Secondly, oblige me, if you may, by imagining a spectrum. On the one end, let’s place these super PTA moms. On the other, those super successful career women, who are breaking the glass ceiling every day, as they make great strides on every level professionally. Somewhere in the middle, let’s put all the Merediths of the world, attracting the judgmental wrath of both these extremes.

These women are never considered good enough mothers for choosing to have a career and dreams. They are never considered professional enough, for how can they be if they have to leave at 5:30 p.m. to pick up their child? This doesn’t mean they are not fulfilling their responsibilities equally well in both these spheres. These women are doing the best they can, day in and day out, running from their meeting, to the school bus, to getting groceries and starting dinner, to getting their kid in bed on time, only so that they can do the dishes. They have careers, kids, family and social responsibilities. But here is the thing: how is their position any different from the “working fathers” out there? A terminology that ought to be brought into currency!

Men have careers, kids who presumably have bedtimes, and responsibilities, and yet they never have to hear statements like, “You never volunteer at school,” “It must be time to pick the baby,” “It must be hard for you to work more hours because you have kids,” or “I could never imagine leaving my kids to go back to work.”

It almost appears as though once you have kids, your identity is to mould itself around the institution of motherhood, and this should be enough. A good mother stays at home with kids; a bad mother tries to pursue her own goals. And God forbid, if you actually derive contentment from your work – that will be the cardinal sin!

My partner has never been told how brave he is, to have packed up his life and moved to a new country with a five month old baby in tow to pursue his dreams.
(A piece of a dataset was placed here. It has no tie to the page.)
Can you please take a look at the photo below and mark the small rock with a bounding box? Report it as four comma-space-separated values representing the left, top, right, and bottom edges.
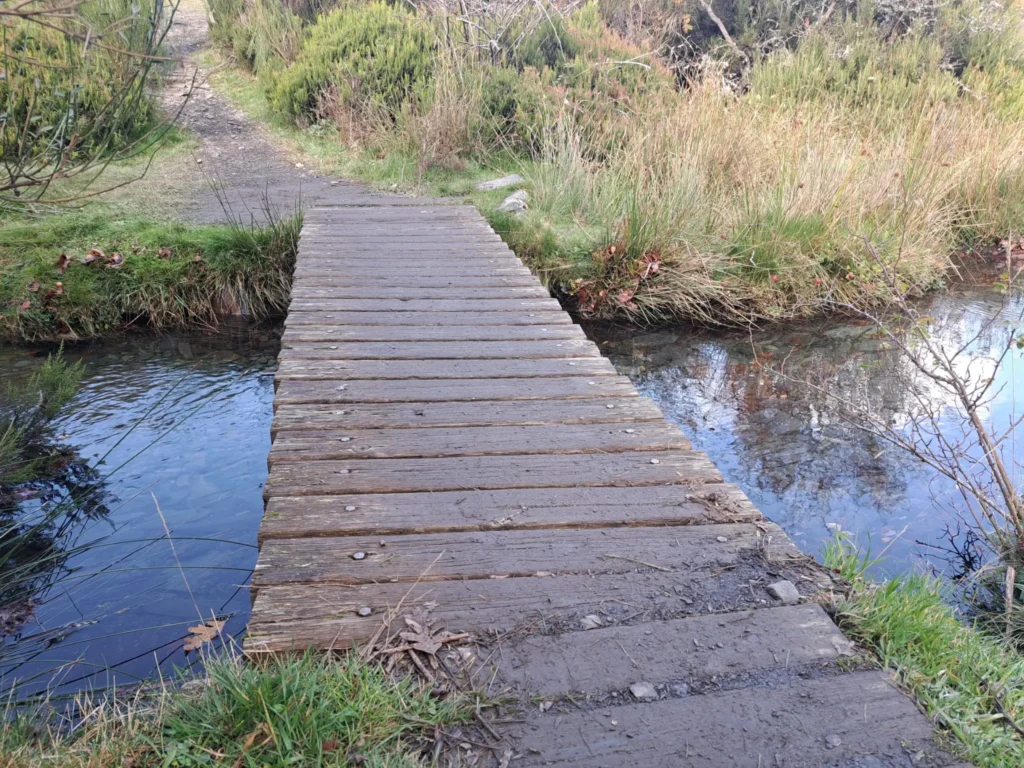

Those comments have been given especially to me by other working women, as a sign of encouragement and support. However, within these statements too lies the underlying theme of such acts being extraordinary feats for a woman. They have not been normalized as a concept, despite the fact that I personally know many women who have chosen a similar path.

Not for one moment does this mean that I think that women who make up the ends of this spectrum are not judged. Working women are judged by men with half their qualifications; the PTA moms by other mothers who think they are simply better. By the virtue of this conclusion, one can argue that if everyone is being judged, why am I making a big deal about working mothers?

The deal is that such judgments are directly linked to the stereotypes that exist around motherhood and working mothers. It perpetuates this image of women finding unbound happiness within the confines of their home, and their offspring. That looking for anything beyond this is selfish. This perception is then disseminated by both working women and PTA mothers, leaving the working mothers forever standing on shaky grounds. This simply needs to change.